At a suppression hearing, the prosecution has the initial burden of going forward with evidence to demonstrate the legality of the police conduct in the first instance (see People v Berrios, 28 NY2d 361, 367 [1971]; People v Thomas, 291 AD2d 462, 463 [2002]). The prosecution in this case failed to present any evidence to establish that the defendant was lawfully stopped and detained before the complainant made her identification. In this regard, the original radio communication regarding a robbery in progress, assuming that it was heard by the plainclothes police officers, was insufficient by itself to provide the officers with a legal basis for stopping the defendant (see People v King, 274 AD2d 669 [2000]; People v Skinner, 220 AD2d 350 [1995]). Similarly, the vague and equivocal hearsay testimony of the arresting officer concerning a statement made by one of the plainclothes officers was inadequate to demonstrate that the defendant's presence at the scene was lawfully obtained. Accordingly, the prosecution failed to satisfy its burden of establishing the legality of the police conduct which led to the identification of the defendant, and the pretrial identification should have been suppressed (see People v Dodt, 61 NY2d 408 [1984]; People v Ridley, 307 AD2d 269 [2003]; People v King, supra; People v Skinner, supra).

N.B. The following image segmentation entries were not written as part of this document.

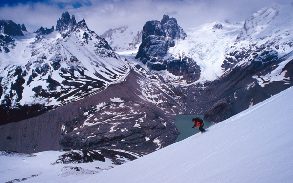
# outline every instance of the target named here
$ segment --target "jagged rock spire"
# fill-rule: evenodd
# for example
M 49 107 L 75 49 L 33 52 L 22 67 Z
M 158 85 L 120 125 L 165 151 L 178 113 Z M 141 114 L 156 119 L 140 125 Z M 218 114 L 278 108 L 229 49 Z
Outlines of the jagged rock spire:
M 25 27 L 23 25 L 24 28 Z M 23 36 L 21 31 L 21 27 L 20 24 L 16 24 L 11 20 L 0 20 L 0 30 L 1 28 L 3 30 L 3 33 L 9 36 Z M 26 30 L 26 29 L 25 29 Z
M 68 12 L 63 13 L 61 15 L 61 18 L 57 20 L 56 29 L 55 30 L 60 33 L 67 32 L 72 30 L 73 27 L 76 25 L 76 20 L 74 15 L 70 18 L 70 15 Z

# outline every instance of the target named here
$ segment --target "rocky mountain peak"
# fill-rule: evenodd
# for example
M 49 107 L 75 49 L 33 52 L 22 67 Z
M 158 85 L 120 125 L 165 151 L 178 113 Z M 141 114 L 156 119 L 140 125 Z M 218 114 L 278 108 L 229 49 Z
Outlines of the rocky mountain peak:
M 41 26 L 39 29 L 37 30 L 34 33 L 37 33 L 38 35 L 46 35 L 49 34 L 54 31 L 54 26 L 52 26 L 50 29 L 47 28 L 44 28 L 42 26 Z
M 161 24 L 166 32 L 166 37 L 175 39 L 184 39 L 186 37 L 186 34 L 178 25 L 176 19 L 173 17 L 170 18 L 168 15 L 164 15 L 161 20 Z
M 23 25 L 23 30 L 26 31 L 26 28 Z M 11 20 L 0 20 L 0 31 L 2 32 L 3 29 L 3 33 L 9 36 L 23 36 L 23 33 L 21 31 L 22 27 L 20 24 L 16 24 Z
M 169 47 L 175 46 L 175 40 L 186 37 L 176 19 L 170 18 L 168 15 L 164 15 L 161 22 L 148 21 L 143 28 L 142 43 L 136 58 L 140 59 L 144 64 L 149 61 L 148 66 L 152 69 L 165 70 L 167 60 L 164 57 Z
M 65 34 L 65 33 L 72 30 L 73 26 L 76 25 L 76 20 L 74 15 L 72 15 L 70 18 L 69 13 L 66 11 L 63 13 L 61 15 L 61 18 L 59 18 L 57 20 L 55 30 L 59 31 L 62 34 Z

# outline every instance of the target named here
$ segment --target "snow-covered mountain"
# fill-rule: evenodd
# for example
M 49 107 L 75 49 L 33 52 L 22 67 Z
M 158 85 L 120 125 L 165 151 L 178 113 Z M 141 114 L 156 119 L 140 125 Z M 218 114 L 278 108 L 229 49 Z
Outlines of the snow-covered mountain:
M 127 162 L 119 166 L 107 151 L 1 151 L 0 177 L 27 183 L 291 183 L 293 107 L 291 87 L 142 157 L 113 151 Z
M 66 13 L 55 30 L 15 24 L 23 36 L 1 32 L 0 94 L 2 124 L 20 121 L 0 126 L 0 149 L 147 154 L 173 143 L 176 114 L 219 122 L 293 85 L 291 17 L 277 6 L 183 30 L 164 15 L 143 27 L 138 51 L 117 53 Z M 118 29 L 107 35 L 132 40 Z
M 142 31 L 129 27 L 110 29 L 100 35 L 108 41 L 115 51 L 131 50 L 138 48 L 142 42 Z
M 5 51 L 0 52 L 1 124 L 85 97 L 119 82 L 129 71 L 84 19 L 77 23 L 67 12 L 55 31 L 41 27 L 12 38 L 15 34 L 5 33 L 8 25 L 2 26 Z

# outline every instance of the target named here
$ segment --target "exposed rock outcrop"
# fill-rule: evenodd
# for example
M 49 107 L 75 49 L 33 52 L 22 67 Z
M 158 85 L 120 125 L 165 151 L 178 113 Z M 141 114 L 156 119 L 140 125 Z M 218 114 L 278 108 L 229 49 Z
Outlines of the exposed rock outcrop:
M 169 47 L 175 46 L 175 40 L 186 37 L 176 20 L 164 15 L 161 22 L 150 21 L 143 28 L 142 43 L 136 59 L 153 70 L 166 70 L 167 59 L 164 58 Z
M 3 30 L 2 30 L 3 29 Z M 23 36 L 21 30 L 26 31 L 24 24 L 22 27 L 19 24 L 17 25 L 11 20 L 0 20 L 0 31 L 3 31 L 3 33 L 9 36 Z
M 35 33 L 38 34 L 39 35 L 45 35 L 46 34 L 49 34 L 54 31 L 54 26 L 52 26 L 50 29 L 47 28 L 44 28 L 42 26 L 41 26 L 39 29 L 37 30 Z

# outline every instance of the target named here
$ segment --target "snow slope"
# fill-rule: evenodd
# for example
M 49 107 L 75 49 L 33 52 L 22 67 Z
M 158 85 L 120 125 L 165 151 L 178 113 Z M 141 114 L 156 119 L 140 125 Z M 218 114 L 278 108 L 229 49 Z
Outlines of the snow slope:
M 293 107 L 293 88 L 290 88 L 210 127 L 205 133 L 101 173 L 95 167 L 108 169 L 111 165 L 107 162 L 104 165 L 98 162 L 75 164 L 71 168 L 62 164 L 53 165 L 62 154 L 57 151 L 36 153 L 36 157 L 30 158 L 0 156 L 0 180 L 5 182 L 28 178 L 23 183 L 292 183 Z M 79 170 L 74 170 L 75 167 Z
M 292 183 L 293 107 L 290 88 L 205 133 L 77 182 Z

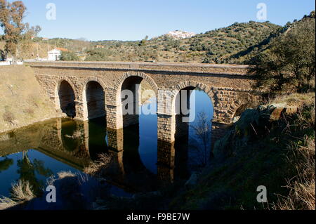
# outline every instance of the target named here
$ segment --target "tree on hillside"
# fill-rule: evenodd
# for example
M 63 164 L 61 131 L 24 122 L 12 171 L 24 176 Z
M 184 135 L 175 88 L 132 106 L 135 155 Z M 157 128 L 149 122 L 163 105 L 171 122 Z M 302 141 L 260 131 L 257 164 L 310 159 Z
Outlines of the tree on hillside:
M 315 89 L 315 21 L 301 20 L 275 38 L 269 48 L 254 59 L 256 86 L 276 92 Z
M 25 12 L 26 7 L 21 1 L 9 3 L 0 0 L 0 25 L 4 32 L 5 51 L 12 56 L 13 63 L 18 58 L 20 44 L 34 31 L 22 22 Z

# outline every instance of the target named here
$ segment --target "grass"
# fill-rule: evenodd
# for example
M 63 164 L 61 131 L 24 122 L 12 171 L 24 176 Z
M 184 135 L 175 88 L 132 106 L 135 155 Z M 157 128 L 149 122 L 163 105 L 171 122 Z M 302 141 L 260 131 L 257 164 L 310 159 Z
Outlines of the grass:
M 31 68 L 1 66 L 0 79 L 0 132 L 57 117 Z
M 225 147 L 217 151 L 197 186 L 180 192 L 170 207 L 315 209 L 313 97 L 312 94 L 295 94 L 282 98 L 285 101 L 298 98 L 296 105 L 301 107 L 296 114 L 282 116 L 277 121 L 265 122 L 264 117 L 261 117 L 261 123 L 256 126 L 260 135 L 248 132 L 247 136 L 238 136 L 232 128 L 230 138 L 224 139 L 228 143 L 223 145 Z M 275 102 L 279 101 L 276 99 Z M 259 185 L 267 187 L 268 204 L 257 202 Z
M 5 210 L 25 202 L 29 202 L 35 197 L 32 186 L 28 181 L 20 180 L 12 185 L 11 198 L 0 197 L 0 210 Z
M 315 209 L 315 139 L 307 138 L 304 145 L 291 145 L 294 158 L 289 163 L 297 166 L 298 176 L 287 180 L 287 196 L 279 195 L 272 208 L 275 210 Z

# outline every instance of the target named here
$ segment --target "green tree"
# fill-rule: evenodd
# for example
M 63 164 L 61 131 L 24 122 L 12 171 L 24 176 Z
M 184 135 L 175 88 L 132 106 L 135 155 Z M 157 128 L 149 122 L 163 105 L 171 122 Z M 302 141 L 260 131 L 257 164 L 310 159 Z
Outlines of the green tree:
M 9 3 L 0 0 L 0 25 L 4 32 L 5 51 L 12 56 L 13 63 L 18 58 L 20 45 L 34 30 L 22 22 L 25 13 L 26 7 L 21 1 Z
M 254 59 L 256 86 L 275 92 L 305 92 L 315 88 L 315 19 L 301 20 L 271 41 Z
M 79 60 L 79 58 L 72 51 L 62 51 L 60 60 L 65 61 L 70 61 L 70 60 Z

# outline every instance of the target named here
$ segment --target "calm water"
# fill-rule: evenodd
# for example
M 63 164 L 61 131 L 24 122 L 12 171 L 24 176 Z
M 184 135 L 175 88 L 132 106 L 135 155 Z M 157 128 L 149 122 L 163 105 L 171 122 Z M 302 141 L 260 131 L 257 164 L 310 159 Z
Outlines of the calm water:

As a consequence of the foregoing, the defendant's convictions of burglary in the second degree, burglary in the third degree, petit larceny, criminal trespass in the second degree, and criminal possession of stolen property in the fifth degree and the sentences imposed thereon must be vacated. The defendant is entitled to a new trial on those counts, to be preceded by a hearing to determine whether an independent source exists to support the complainant's in-court identification of the defendant (see People v Burts, 78 NY2d 20 [1991]; People v Dodt, supra; People v Jackson, 286 AD2d 688 [2001]; People v Kennedy, 282 AD2d 759 [2001]; People v Riddick, 269 AD2d 471 [2000]). [*3]However, the defendant's conviction of bail jumping in the second degree is affirmed, since the facts and evidence upon which that conviction is based are unaffected by the unlawful detention of the defendant on the date of the alleged burglary. Moreover, the sentence imposed with respect to that conviction was not excessive (see People v Suitte, 90 AD2d 80 [1982]).
In light of our determination, we need not consider the defendant's remaining contention. Schmidt, J.P., Krausman, Mastro and Lunn, JJ., concur.